“Kurang cerdas dapat diperbaiki dengan belajar. Kurang cakap dapat diperbaiki dengan pengalaman. Namun tidak jujur sulit diperbaiki,” - Mohammad Hatta.
NASIHAT Wakil Presiden RI pertama ini terasa tajam sampai relung hati. Mempertegas ketidakjujuran sebagai penyakit diri yang menakutkan. Berbahaya dan kronis.
Begitulah setidaknya yang tergambar pada sejumlah pejabat negara yang – sekarang - kalau tidak mau disebut sejak lama bergelut dengan ketidakjujuran. Bekerja culas. Mengakali kewenangan untuk mendapatkan keuntungan pribadi.
Kasus Rafael Alun Trisambodo, eks pejabat Ditjen Pajak Kementerian Keuangan ini menjadi contoh paling terbaru atas perilaku ketidakjujuran.
Rafael sedemikian rupa menyiasati laporan kekayaannya yang tidak sesuai dengan portofolio pendapatan sebagai pejabat pajak.
Walhasil, ia harus mendapat pelakuan pahit. Komisi Antirasuah menetapkannya sebagai tersangka dugaan menerima gratifikasi. Perkaranya masih bergulir.
Laporan harta kekayaan pejabat negara (LHKPN) yang menjadi instrumen pencegahan tindak korupsi, bukanlah barang baru. Dalam sejumlah catatan menunjukan pencegahan tindak korupsi pejabat negara melalui pelaporan harta kekayaan sudah dilakukan sejak 1999.
Kala itu Presiden BJ. Habibie memprakarsai pembentukan Komisi Pemeriksa Kekayaan Penyelengara Negara (KPKPN) melalui Keppres No 81 Tahun 1999. Penekanan lembaga ini pada upaya pencegahan praktik penyelenggara negara dari tindak korupsi.
Kemudian lebih diperluas era Presiden Megawati Soekarnoputri menjadi lembaga Komisi Pemberantasan Korupsi yang bagian tugasnya adalah pencegahan melalui pelaporan kekayaan.
Secara regulasi LHKPN diatur dalam Pasal 7, UU No 19 Tahun 2019 tentang Perubahan Kedua atas Undang-Undang Nomor 30 Tahun 2002 tentang Komisi Pemberantasan Tindak Pidana Korupsi.
Kemudian dioperasionalkan melalui Peraturan Komisi Pemberantasan Korupsi No 2 Tahun 2020 tentang Perubahan Peraturan KPK No 7/2016 tentang Tata Cara Pendaftaran, Pengumuman dan Pemeriksaan Harga kekayaan Penyelenggara Negara.
Berdasarkan regulasi tersebut menjadi jelas bahwa keberadaan LHKPN sebagai produk khusus milik KPK yang digunakan dan dikelola sebagai instrumen pencegahan tindak pidana korupsi.
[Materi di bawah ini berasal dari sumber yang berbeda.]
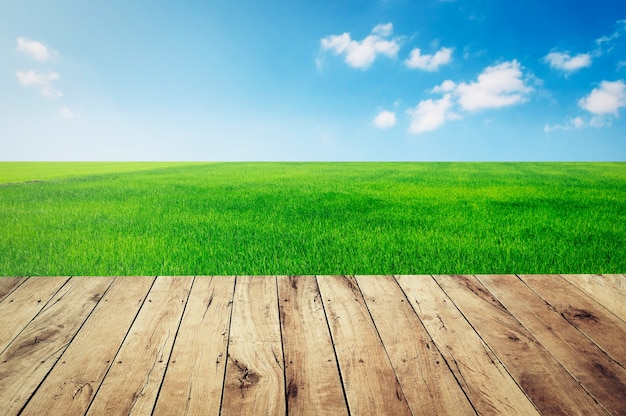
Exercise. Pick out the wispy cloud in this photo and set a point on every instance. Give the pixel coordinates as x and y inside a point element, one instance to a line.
<point>571,124</point>
<point>496,87</point>
<point>41,79</point>
<point>431,114</point>
<point>564,62</point>
<point>385,120</point>
<point>620,31</point>
<point>362,54</point>
<point>428,62</point>
<point>603,104</point>
<point>35,50</point>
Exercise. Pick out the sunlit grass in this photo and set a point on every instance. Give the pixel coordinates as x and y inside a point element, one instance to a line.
<point>313,218</point>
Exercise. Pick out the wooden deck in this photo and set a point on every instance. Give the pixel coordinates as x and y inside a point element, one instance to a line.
<point>333,345</point>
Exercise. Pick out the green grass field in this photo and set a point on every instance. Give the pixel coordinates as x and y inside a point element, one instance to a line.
<point>311,218</point>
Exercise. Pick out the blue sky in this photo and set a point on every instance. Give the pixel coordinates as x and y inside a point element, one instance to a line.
<point>384,80</point>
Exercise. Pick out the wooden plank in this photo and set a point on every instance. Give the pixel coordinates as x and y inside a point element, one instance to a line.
<point>254,383</point>
<point>132,383</point>
<point>24,303</point>
<point>195,373</point>
<point>369,380</point>
<point>551,388</point>
<point>489,387</point>
<point>31,355</point>
<point>9,284</point>
<point>608,290</point>
<point>602,377</point>
<point>593,320</point>
<point>72,383</point>
<point>428,383</point>
<point>311,372</point>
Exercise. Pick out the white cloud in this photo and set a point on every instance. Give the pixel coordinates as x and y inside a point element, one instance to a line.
<point>564,62</point>
<point>431,114</point>
<point>571,124</point>
<point>497,86</point>
<point>605,100</point>
<point>446,86</point>
<point>362,54</point>
<point>42,79</point>
<point>385,119</point>
<point>619,31</point>
<point>65,112</point>
<point>34,49</point>
<point>428,62</point>
<point>36,78</point>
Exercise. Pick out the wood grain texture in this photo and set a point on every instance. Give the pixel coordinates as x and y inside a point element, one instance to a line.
<point>9,284</point>
<point>608,290</point>
<point>254,383</point>
<point>488,385</point>
<point>195,374</point>
<point>72,383</point>
<point>428,384</point>
<point>602,377</point>
<point>588,316</point>
<point>31,355</point>
<point>370,382</point>
<point>131,385</point>
<point>311,372</point>
<point>543,379</point>
<point>24,303</point>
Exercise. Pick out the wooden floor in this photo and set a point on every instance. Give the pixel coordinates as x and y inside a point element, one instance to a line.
<point>332,345</point>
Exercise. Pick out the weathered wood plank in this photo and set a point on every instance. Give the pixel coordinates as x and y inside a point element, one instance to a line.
<point>72,383</point>
<point>428,384</point>
<point>589,365</point>
<point>543,379</point>
<point>592,319</point>
<point>27,360</point>
<point>9,284</point>
<point>195,373</point>
<point>132,383</point>
<point>254,383</point>
<point>608,290</point>
<point>311,372</point>
<point>488,385</point>
<point>369,381</point>
<point>24,303</point>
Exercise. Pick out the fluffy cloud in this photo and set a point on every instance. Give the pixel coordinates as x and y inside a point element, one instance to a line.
<point>605,100</point>
<point>41,79</point>
<point>385,119</point>
<point>564,62</point>
<point>362,54</point>
<point>34,49</point>
<point>428,62</point>
<point>497,86</point>
<point>571,124</point>
<point>431,114</point>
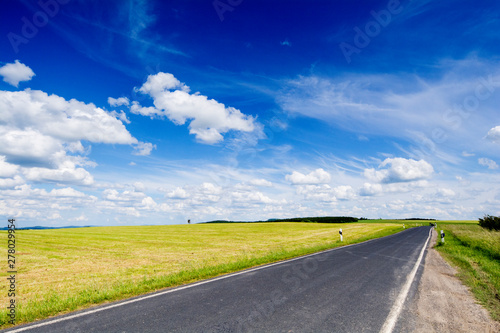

Marwah pencegahan tersebut dituangkan jelas dalam butir Peraturan KPK.
Sayangnya LHKPN yang menjadi instrumen pencegahan tidak dimanfaatkan optimal. Celakanya lagi yang tidak mengoptimalkan data LHKPN adalah lembaganya sendiri, KPK. Tragis.
Praktik LHKPN sudah dilakukan sejak KPK berdiri. Setumpuk data tentang LHKPN pejabat negara sudah pasti tersimpan di KPK.
Namun data itu tidak banyak digunakan sebagai alat pencegahan korupsi. Namun lebih banyak digunakan sebagai pelengkap dugaan korupsi atas pejabat bersangkutan.